La imagen de la tuberculosis que nos ofrece este tango es algo diferente de las analizadas con anterioridad. No se trata de un enfermo terminal, que, parafraseando a De Grandis, sabe que a su mal no hay salvación, sino un paciente crónico, con esperanzas de curación, que luego de dos años de tratamiento se ilusiona con volver a concurrir a una cancha de fútbol.
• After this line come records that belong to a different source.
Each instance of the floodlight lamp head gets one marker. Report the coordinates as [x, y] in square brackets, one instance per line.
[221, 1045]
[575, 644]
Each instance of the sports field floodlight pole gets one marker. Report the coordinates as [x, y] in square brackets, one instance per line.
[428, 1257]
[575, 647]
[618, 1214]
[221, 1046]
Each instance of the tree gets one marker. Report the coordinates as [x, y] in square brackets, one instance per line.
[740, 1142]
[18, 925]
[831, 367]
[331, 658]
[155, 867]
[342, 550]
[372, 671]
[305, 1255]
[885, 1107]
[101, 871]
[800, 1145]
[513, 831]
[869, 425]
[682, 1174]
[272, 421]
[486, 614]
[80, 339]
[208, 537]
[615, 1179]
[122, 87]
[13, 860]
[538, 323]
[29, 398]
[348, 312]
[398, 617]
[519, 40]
No en vano la letra data de principios de los años cincuenta, cuando los tuberculostáticos habían comenzado a difundirse y poco a poco la sociedad comenzaba a tener otra visión de la enfermedad.
Finale.
En las páginas
anteriores hemos intentado ofrecer un panorama a vuelo de pájaro de la forma en
que el imaginario popular interpretó el impacto que la endemia tuberculosa
produjo en la sociedad, y cómo quedó plasmado en forma de creación literaria.
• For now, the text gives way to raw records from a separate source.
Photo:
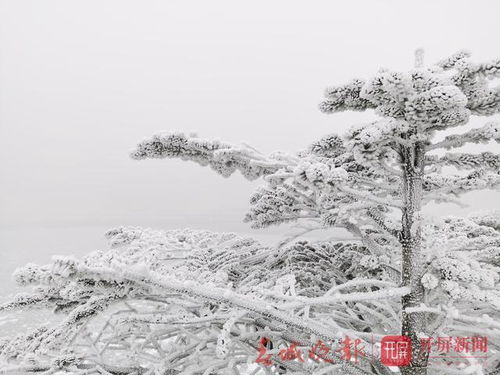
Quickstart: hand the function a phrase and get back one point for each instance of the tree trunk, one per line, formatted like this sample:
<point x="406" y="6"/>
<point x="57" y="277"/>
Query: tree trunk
<point x="412" y="257"/>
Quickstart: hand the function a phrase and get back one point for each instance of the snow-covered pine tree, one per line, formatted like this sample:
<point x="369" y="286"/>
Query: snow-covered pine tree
<point x="371" y="183"/>
<point x="384" y="167"/>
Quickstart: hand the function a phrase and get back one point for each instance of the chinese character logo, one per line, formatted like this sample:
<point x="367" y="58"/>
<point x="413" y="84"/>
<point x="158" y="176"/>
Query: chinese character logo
<point x="396" y="350"/>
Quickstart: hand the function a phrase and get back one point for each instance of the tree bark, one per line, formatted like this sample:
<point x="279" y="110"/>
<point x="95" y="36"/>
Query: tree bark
<point x="412" y="257"/>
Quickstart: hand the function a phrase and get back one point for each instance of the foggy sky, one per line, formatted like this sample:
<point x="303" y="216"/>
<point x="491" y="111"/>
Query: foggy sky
<point x="82" y="81"/>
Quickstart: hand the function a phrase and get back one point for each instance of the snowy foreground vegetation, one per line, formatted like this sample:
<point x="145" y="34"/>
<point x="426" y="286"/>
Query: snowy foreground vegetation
<point x="196" y="302"/>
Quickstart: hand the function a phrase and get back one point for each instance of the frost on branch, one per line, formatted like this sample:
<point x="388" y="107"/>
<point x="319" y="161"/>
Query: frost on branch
<point x="224" y="158"/>
<point x="198" y="299"/>
<point x="195" y="302"/>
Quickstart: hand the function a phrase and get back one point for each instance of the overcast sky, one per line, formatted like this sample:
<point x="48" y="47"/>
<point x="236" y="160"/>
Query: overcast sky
<point x="82" y="81"/>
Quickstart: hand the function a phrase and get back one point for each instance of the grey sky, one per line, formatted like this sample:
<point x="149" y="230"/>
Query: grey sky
<point x="82" y="81"/>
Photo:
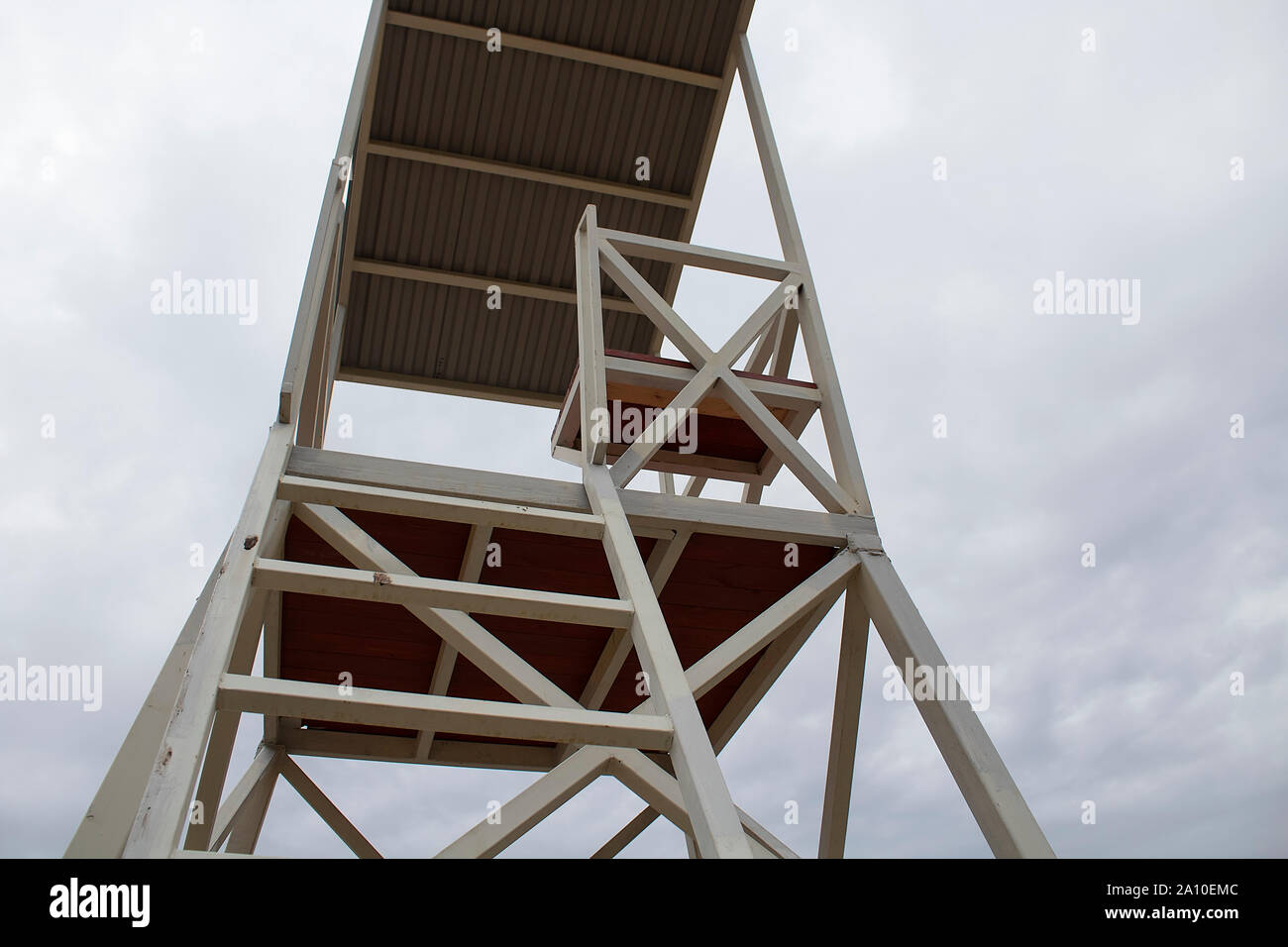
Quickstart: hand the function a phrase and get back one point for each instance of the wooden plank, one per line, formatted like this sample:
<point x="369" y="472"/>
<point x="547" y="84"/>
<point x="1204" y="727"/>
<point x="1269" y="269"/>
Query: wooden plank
<point x="666" y="423"/>
<point x="845" y="724"/>
<point x="163" y="808"/>
<point x="652" y="304"/>
<point x="465" y="389"/>
<point x="496" y="832"/>
<point x="404" y="502"/>
<point x="505" y="169"/>
<point x="329" y="810"/>
<point x="645" y="510"/>
<point x="462" y="631"/>
<point x="644" y="247"/>
<point x="590" y="338"/>
<point x="472" y="566"/>
<point x="836" y="423"/>
<point x="437" y="592"/>
<point x="795" y="605"/>
<point x="447" y="753"/>
<point x="990" y="791"/>
<point x="110" y="817"/>
<point x="475" y="281"/>
<point x="771" y="665"/>
<point x="359" y="165"/>
<point x="715" y="825"/>
<point x="531" y="44"/>
<point x="704" y="158"/>
<point x="451" y="714"/>
<point x="244" y="809"/>
<point x="810" y="474"/>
El período elegido no es caprichoso. La tuberculosis fue indiscutiblemente el mal
du siècle en la decimonovena centuria, y sus efectos perduraron en la
sociedad occidental hasta mediados
del siglo XX.
La mejora en las
condiciones generales de vida y, como ya dijimos, la aparición de una
quimioterapia efectiva cambiaron la situación, y la peste blanca fue transformándose en una enfermedad exótica. La
literatura reflejó este cambio: en las últimas décadas es difícil encontrar
ejemplos similares a los que hemos analizado en este trabajo. Una excepción sería
Boquitas pintadas, la novela publicada por Manuel Puig en 1970,
donde con una técnica folletinesca efectúa una aguda descripción de la vida
en una pequeña ciudad del interior bonaerense. Juan Carlos Etchepare, el
protagonista, contrae la enfermedad, y uno de los ejes de la obra se centra en
como este hecho impacta a quienes lo rodean ( familiares, amantes, compañeros
de trabajo). Pero hay que recordar que la acción de la novela está situada
entre 1937 y 1947, por lo que la misma puede considerarse una pintura de época
y no el reflejo de una realidad contemporánea.
Los avances terapéuticos
y sanitarios parecían dar la razón a quienes, como la Organización Mundial de
la Salud, hablaban de un siglo XXI en el que la tuberculosis sería un recuerdo
del pasado. Se desactivaron servicios especializados, los antiguos sanatorios
fueron cerrados o transformados en hospitales generales, y la Tisioneumonología
pasó a llamarse Neumonología a secas.
Sin embargo, el Mycobacterium
tuberculosis no estaba definitivamente derrotado. Su relación con el género
humano constituye un equilibrio ecológico edificado durante milenios, capaz de
alternar etapas de virulencia y largos períodos de latencia. La aparición del
HIV y la consecuente eclosión del síndrome de inmunodeficiencia adquirida
dieron a las micobacteriosis una nueva dimensión, favorecida por la aparición
de cepas resistentes a la quimioterapia. Si a esto sumamos las condiciones de
exclusión social de vastos sectores de la población generadas por el
capitalismo posindustrial, están dados todos los ingredientes para un nuevo
florecimiento de la enfermedad que fuera símbolo del romanticismo.
Como acorde final,
bien podemos hacernos una pregunta. Si dentro de cincuenta o de cien años algún
investigador curioso se ocupa de este tema ¿ encontrará huellas del mismo en
el imaginario de la posmodernidad? Y si esto ocurriera ¿ cómo será la imagen
de las Mimís o las Margaritas del siglo que se avecina?